The doc starts by going all the way back to 2004, beginning a series that really has been refining itself over its nearly two-decade-long life.
By now, those who are invested in the formula know it well, a twisted and possibly deluded antagonist, a hero who unwillingly has to take up the fight with a cast of companions – both human and animal – for the cause of maintaining humanity.
Now, there’s no arguing that humanity is plain to see in Far Cry 6; it’s in the guerilla camp, it’s on the streets of Yara, it’s in every decision Diego has to make in search of the “American Dream.” But behind this tale of finding the humanity you were robbed of growing up, is the story of Ubisoft’s own humanity.

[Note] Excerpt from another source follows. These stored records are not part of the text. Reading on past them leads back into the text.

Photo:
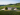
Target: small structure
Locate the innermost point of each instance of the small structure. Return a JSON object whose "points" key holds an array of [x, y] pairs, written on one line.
{"points": [[9, 8]]}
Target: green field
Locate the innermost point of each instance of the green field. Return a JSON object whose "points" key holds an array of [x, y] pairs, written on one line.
{"points": [[9, 13]]}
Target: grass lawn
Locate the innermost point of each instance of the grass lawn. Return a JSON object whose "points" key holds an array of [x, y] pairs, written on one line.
{"points": [[8, 12]]}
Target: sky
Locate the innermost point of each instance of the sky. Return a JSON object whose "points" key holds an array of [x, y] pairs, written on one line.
{"points": [[5, 2]]}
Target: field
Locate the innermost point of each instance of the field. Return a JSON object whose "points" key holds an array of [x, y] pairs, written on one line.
{"points": [[9, 13], [10, 6]]}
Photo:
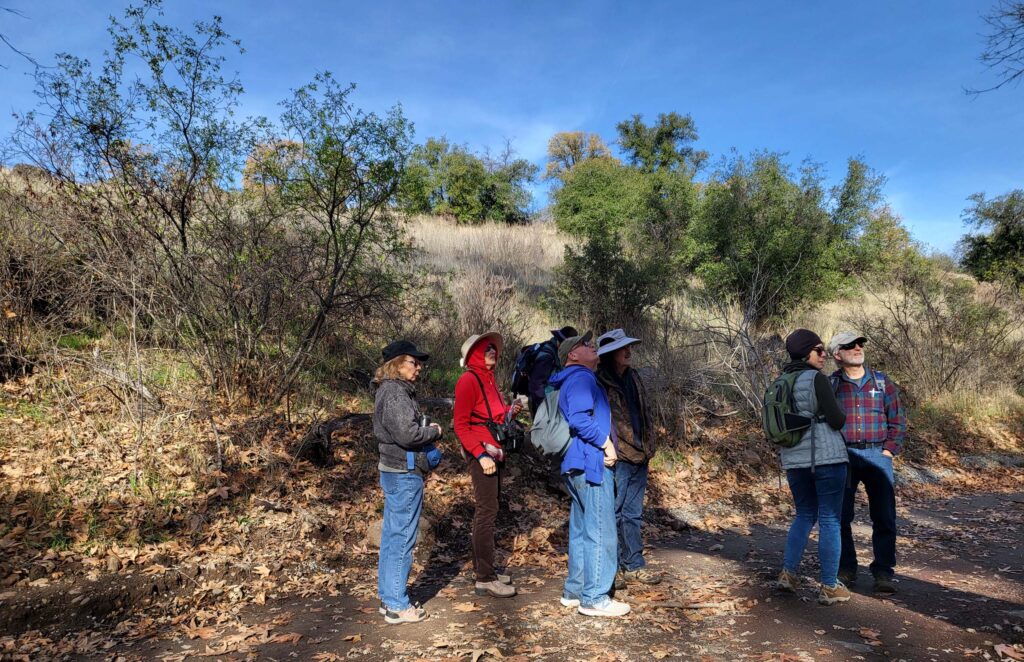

Perhaps one of the most interesting revelations of Revolución: A Far Cry Story is that while the game has a genetic makeup that’s very visually and culturally inspired by the Bay of Pigs-era Cuba, its seeds of inspiration lay in Narrative Director Navid Khavari, Iranian roots. In Act One, Khavari gets personal about telling a story that’s… well, big shocker here, personal.
3D Lead Programmer Stephanie Brenham share’s a moving story of her mother, a Columbian revolutionary who went into palliative care as Brenham came to Ubisoft. Brenham shares stories of revolution that her mother never shared with her before, which seems almost inversely on the spectrum from the interactions in-game between Diego and Anton.
Composer Pedro Bromfman goes into the songs of South American revolution and how they are key [in key if we are being punny] to immersing players into the atmosphere of Yara outside of the visual sense. Revisiting this musical theory process, it really is hard to understand how Fry Cry 6 was not selected as a nominee for “Best Score and Music” at the 2021 Game Awards.
As with seemingly any situation these days, COVID-19 plays the star of the Act Two. The people involved in Far Cry 6discuss how COVID impacted the calendar and the processes behind being creative and communal when we were all stagnant and alone.
At the end of the day, Revolución: A Far Cry Story is an honest look at a five-year development process that could be classified as a personal revolution. The vehicle may not have always been going in the way it was planned, but Ubisoft Toronto and their partner studios got to this finish line.